您在這裡

Terminology: interpreter and compiler

23 二月, 2015 - 11:07

Python is a high-level language intended to be relatively straightforward for humans to read and write and for computers to read and process. Other high-level languages include: Java, C++, PHP, Ruby, Basic, Perl, JavaScript, and many more. The actual hardware inside the Central Processing Unit (CPU) does not understand any of these high level languages.

The CPU understands a language we call machine-language. Machine language is very simple and frankly very tiresome to write because it is represented all in zeros and ones:

0101000111010010010101000000111111100110000011101010010101101101...

Machine language seems quite simple on the surface given that there are only zeros and ones, but its syntax is even more complex and far more intricate than Python. So very few programmers ever write machine language. Instead we build various translators to allow programmers to write in high level languages like Python or JavaScript and these translators convert the programs to machine language for actual execution by the CPU.

Since machine language is tied to the computer hardware, machine language is not portable across different types of hardware. Programs written in high-level languages can be moved between different computers by using a different interpreter on the new machine or re-compiling the code to create a machine language version of the program for the new machine.

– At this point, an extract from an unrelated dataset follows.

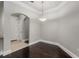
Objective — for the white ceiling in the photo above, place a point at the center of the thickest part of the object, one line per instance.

These programming language translators fall into two general categories: (1) interpreters and (2) compilers.

An interpreter reads the source code of the program as written by the programmer, parses the source code, and interprets the instructions on-the-fly. Python is an interpreter and when we are running Python interactively, we can type a line of Python (a sentence) and Python processes it immediately and is ready for us to type another line of Python.

Some of the lines of Python tell Python that you want it to remember some value for later. We need to pick a name for that value to be remembered and we can use that symbolic name to retrieve the value later. We use the term variable to refer to the labels we use to refer to this stored data.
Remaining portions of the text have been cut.